En los últimos años, sin embargo, la neurosis de Jiménez ha empezado a deslizarse por pendientes a las que no nos tenía acostumbrados. Ya no parece tan interesado en la ouija como en la inmigración. El terror ahora no lo evoca tanto un ser translúcido como unos delincuentes rumanos amparados en la pésima gestión municipal de Barcelona. Da la sensación de que la corrección política, lo woke, le desvela más que los camposantos umbríos. Y los OVNIS no parecen resultarle tan fascinantes como el hecho de que no se pueda decir “maricón” con la tranquilidad de antaño. De ahí que la factoría Jiménez, reflejo como digo de su neurosis, haya empezado a dar voz a discursos más propios de tertulias políticas escoradas a la derecha.
El periodista aborda estos delicados temas con la misma templanza con que aborda lo sobrenatural. Y con la misma puesta en escena. Deja que sean otros quienes lancen los mensajes (otros, lógicamente, seleccionados por él). Escucha con la mano en el mentón, asiente concentrado, enarca las cejas. “¡Qué curioso!”, suelta ocasionalmente, plegándose a esa convención televisiva según la cual el presentador, director y productor de un programa finge no saber lo que va a decirse en su plató.

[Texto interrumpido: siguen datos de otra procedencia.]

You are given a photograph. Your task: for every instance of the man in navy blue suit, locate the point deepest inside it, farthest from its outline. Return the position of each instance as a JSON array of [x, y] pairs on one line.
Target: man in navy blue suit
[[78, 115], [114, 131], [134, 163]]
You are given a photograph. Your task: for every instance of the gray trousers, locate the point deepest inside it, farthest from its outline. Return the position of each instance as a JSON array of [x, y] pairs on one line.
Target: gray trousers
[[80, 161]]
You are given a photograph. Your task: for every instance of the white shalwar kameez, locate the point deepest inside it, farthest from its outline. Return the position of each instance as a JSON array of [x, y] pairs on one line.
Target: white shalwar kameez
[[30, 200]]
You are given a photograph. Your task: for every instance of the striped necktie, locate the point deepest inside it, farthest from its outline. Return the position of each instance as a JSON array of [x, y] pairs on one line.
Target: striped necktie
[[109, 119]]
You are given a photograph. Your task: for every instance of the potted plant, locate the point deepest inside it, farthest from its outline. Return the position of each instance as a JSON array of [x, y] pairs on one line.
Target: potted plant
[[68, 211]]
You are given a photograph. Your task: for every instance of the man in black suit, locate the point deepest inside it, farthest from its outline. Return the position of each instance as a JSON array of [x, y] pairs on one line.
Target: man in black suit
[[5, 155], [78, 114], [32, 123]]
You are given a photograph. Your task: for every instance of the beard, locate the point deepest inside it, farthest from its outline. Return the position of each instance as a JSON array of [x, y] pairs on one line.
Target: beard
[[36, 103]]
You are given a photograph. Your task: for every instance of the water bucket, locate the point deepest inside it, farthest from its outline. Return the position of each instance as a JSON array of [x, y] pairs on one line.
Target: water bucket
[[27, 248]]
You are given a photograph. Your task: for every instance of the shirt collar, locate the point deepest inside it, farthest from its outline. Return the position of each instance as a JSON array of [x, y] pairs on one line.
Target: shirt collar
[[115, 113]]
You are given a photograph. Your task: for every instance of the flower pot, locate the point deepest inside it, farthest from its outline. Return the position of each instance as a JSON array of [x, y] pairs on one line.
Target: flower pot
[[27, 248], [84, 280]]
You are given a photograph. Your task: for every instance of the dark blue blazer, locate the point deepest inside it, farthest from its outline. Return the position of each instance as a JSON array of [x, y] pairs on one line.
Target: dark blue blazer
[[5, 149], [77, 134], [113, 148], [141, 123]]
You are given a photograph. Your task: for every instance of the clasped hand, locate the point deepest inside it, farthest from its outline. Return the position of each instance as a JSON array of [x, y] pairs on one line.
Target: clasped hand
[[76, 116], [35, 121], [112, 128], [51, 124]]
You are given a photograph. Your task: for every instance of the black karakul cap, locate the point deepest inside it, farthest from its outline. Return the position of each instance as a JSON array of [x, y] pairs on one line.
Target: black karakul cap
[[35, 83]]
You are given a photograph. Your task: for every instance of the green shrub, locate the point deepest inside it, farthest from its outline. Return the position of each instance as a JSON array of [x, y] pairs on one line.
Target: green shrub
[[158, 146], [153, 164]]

La explicación a semejante deslizamiento temático es, como tantos otros fenómenos, un misterio insondable que no vamos a tratar de resolver aquí. Pero quizá encontremos una pista en una frase que el propio Jiménez dejó caer en su último monólogo: “el escéptico que se convierte puede tener una pendiente tremenda, irracional”. Sea como sea, el público sigue a su lado, congregándose fielmente en torno a su hoguera. Cientos de miles de personas ávidas de sobresaltos. Solo han cambiado unos miedos por otros.